1. How do you tell if you are HIV positive?

A positive viral load test appears prior to the emergence of antibodies to HIV as measured by the ELISA test. Individuals who fear that they are recently infected should request an ELISA test and an HIV viral load test. Very early treatment may substantially prolong survival.

2. When do you start treatment with Highly Active Antiretroviral Therapy (HAART)?

• Immediately after infection, before or during seroconversion.
• When the CD4 count drops below 200. -- careful monitoring should begin when the CD4 count drops below 350.
• When the viral load rises above 55,000 -- careful monitoring should begin when the viral load rises above 30,000.

In newly infected patients, Drs. Walker and Rosenberg have shown that early intervention (prior to or during seroconversion) may preserve CD8-positive cytotoxic T-cells which will destroy HIV-infected cells.Nature 2000; 407:523.

Their Strategic Treatment Interruption (STI) Protocol is as follows:

• Treat for 8 - 12 months with 3 - 4 antiviral drugs (complete viral suppression) Then stop all antiretroviral treatment, but re-initiate treatment when viral load rebounds to 50,000 on a single measurement or remains at least 5,000 for three consecutive weeks. IDSA 2001 SIII (not abstracted).

Viremia was successfully controlled in 1/2 of the patients with STI instituted in the first 90 days after infection. ICAAC 2001, I 1908.

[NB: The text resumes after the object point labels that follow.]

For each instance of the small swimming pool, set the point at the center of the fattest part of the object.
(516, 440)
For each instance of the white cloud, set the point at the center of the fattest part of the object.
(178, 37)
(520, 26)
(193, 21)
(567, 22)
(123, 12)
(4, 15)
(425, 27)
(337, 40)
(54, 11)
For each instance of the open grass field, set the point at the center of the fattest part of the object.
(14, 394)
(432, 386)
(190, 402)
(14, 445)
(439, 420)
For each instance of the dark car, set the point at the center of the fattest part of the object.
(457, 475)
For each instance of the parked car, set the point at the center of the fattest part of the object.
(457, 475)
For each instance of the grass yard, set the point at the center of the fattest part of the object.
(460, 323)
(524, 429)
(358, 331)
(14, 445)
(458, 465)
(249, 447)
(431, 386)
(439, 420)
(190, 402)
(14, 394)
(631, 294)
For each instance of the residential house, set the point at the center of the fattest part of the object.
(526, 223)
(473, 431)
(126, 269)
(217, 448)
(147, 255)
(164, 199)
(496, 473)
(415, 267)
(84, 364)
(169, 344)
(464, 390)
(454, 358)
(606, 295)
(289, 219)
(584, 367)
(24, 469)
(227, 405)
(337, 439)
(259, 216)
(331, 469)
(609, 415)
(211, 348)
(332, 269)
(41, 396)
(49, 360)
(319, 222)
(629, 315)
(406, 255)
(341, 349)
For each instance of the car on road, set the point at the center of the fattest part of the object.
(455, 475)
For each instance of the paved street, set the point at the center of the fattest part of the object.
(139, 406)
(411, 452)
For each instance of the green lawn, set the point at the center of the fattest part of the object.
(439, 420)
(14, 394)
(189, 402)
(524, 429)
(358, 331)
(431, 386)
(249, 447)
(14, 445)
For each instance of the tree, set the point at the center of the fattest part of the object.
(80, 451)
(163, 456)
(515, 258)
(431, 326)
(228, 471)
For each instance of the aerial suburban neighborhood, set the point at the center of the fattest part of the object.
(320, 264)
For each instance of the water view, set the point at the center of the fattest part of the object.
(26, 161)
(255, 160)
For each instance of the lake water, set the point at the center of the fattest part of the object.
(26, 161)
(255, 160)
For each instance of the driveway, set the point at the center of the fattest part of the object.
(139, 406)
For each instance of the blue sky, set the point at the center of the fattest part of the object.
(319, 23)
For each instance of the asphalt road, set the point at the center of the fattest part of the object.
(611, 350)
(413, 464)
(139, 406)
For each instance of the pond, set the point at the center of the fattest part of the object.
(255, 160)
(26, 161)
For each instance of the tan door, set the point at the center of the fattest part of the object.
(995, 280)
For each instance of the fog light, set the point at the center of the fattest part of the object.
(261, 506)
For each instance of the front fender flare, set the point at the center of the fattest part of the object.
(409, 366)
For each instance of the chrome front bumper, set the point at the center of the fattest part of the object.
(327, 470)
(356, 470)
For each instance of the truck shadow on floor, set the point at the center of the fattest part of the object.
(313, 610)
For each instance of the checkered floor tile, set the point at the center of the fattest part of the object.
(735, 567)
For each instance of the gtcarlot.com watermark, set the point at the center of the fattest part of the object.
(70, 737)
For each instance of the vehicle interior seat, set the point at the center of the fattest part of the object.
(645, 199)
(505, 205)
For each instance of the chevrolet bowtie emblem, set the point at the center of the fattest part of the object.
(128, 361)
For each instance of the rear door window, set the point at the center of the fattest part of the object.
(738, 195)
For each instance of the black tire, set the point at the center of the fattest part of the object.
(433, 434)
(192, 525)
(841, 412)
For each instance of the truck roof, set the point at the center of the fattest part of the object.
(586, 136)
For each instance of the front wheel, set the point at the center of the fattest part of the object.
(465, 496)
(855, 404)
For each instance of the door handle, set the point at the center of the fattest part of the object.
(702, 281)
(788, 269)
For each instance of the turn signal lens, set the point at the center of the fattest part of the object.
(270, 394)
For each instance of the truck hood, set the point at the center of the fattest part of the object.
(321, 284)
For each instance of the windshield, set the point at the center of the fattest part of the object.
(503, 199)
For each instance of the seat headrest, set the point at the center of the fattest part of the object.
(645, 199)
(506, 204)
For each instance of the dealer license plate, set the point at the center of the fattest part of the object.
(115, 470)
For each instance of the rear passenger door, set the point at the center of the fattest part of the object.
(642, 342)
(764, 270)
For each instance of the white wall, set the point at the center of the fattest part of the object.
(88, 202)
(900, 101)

3. What drugs do you start with if you are HIV positive?

If you know who infected you, attempt to determine what drugs that individual was taking on the day you were infected.

Obtain a genotype and a phenotype or virtual phenotype to assess if you have been infected with a drug resistant virus. Phenotypic drug testing predicts long-term viral suppression. Journal of Infectious Disease 2001; 183:401.

If you have recently been infected with a resistant virus from someone who is on medication, it will take 20 - 40 weeks for the virus to mutate to a wild strain genotype.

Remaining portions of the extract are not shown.